Italian banking stocks .FTIT8300 - a proxy for the health of the wider Italian economy, have risen 11 percent so far this year to push the country's FTSE MIB .FTMIB index up 6.5 percent, outperforming most European peers.
By contrast, European banks .SX7P have risen just 3.8 percent over the same period.
While Italy’s market gains have been helped by growing confidence over the country’s economic recovery, thanks in part to the European Central Bank’s loose monetary policy, banks would be firmly in the firing line if the market suddenly considers the positivity overdone, such as around the election.
At the moment, the anti-establishment Five Star Movement is the most popular single party in opinion polls, ahead of the ruling party PD. A center-right alliance of smaller parties is seen winning most seats in parliament though, but probably not enough to govern, pointing to a coalition.
“It’s a paradox,” said Carlo Franchini, head of institutional clients at Italy’s Banca Ifigest, about the relatively sanguine market reaction so far.
“People simply haven’t realized there are elections ahead. The problem is the immense liquidity,” he added, referring to how easy money policies have inflated bond prices in the heavily indebted euro zone country.
So-called ‘short’ bets on lenders including UniCredit (CRDI.MI), BPER Banca (EMII.MI) and Credito Valtellinese (PCVI.MI) have all risen since the end of last year, data from the Italian regulator’s website showed.
The hedge fund trade involves borrowing a stock from a long-term holder such as a pension scheme and selling it into the market in an expectation that the price will fall before you buy it back and return it, pocketing the difference as profit.
U.S. hedge fund Bridgewater Associates is leading the charge with the largest number of bets in the sector, including against Intesa Sanpaolo (ISP.MI), UniCredit and Finecobank (FBK.MI), among others.
Other funds to add to their short positions recently include London-based firms Marshall Wace, Lansdowne Partners, Oceanwood Capital Management and Caius Capital, the data showed, as did computer-driven investors AQR Capital Management, Oxford Asset Management and GSA Capital, which follow market trends.

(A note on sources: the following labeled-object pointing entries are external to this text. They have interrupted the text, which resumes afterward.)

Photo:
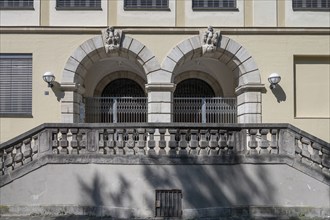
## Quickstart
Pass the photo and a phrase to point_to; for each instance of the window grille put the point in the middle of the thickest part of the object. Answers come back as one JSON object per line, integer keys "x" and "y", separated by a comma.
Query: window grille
{"x": 16, "y": 4}
{"x": 311, "y": 4}
{"x": 146, "y": 4}
{"x": 213, "y": 4}
{"x": 78, "y": 4}
{"x": 15, "y": 84}
{"x": 168, "y": 203}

All of the funds involved in shorting Italian banks either declined to comment or were not immediately available to comment when contacted by Reuters.
Not everyone agrees, however, particularly as the Italian banking system begins to tackle its large pile of non-performing loans, freeing up cash to lend to companies and boost economic growth.
Investors also see potential for the fragmented Italian banking system to consolidate and cut costs.
A spokesman at one London-based fund told Reuters his firm was “rather positive” on Italian banks. “We think they are very cheap and they have addressed their issues.”
Jerry del Missier, who runs hedge fund and private equity firm Copper Street Capital, said he had a more nuanced view on the Italian banks.
“There are clearly capital challenges at a number of institutions but good progress was made in the last year in cleaning up the sector. Some of this has been reflected in the market already, but we believe there are still attractive valuations across the capital structure of several banks.”
Six hedge funds owned stakes in UniCredit, betting the share price would rise, according to Thomson Reuters data, while three held such positive bets in BPER Banca and three in Credito Valtellinese.
The International Monetary Fund estimates the Italian economy grew 1.6 percent in 2017, the strongest rate since 2010. The economy is set to grow 1.5 percent in 2018, lagging average growth of 2.2 percent across the whole euro zone.
The stock market was helped in 2017 by 11 billion euros of investment from a government-backed scheme to promote public ownership of small and mid cap companies. Another 9 billion euros investment is expected in 2018, according to estimates from brokerage Equita.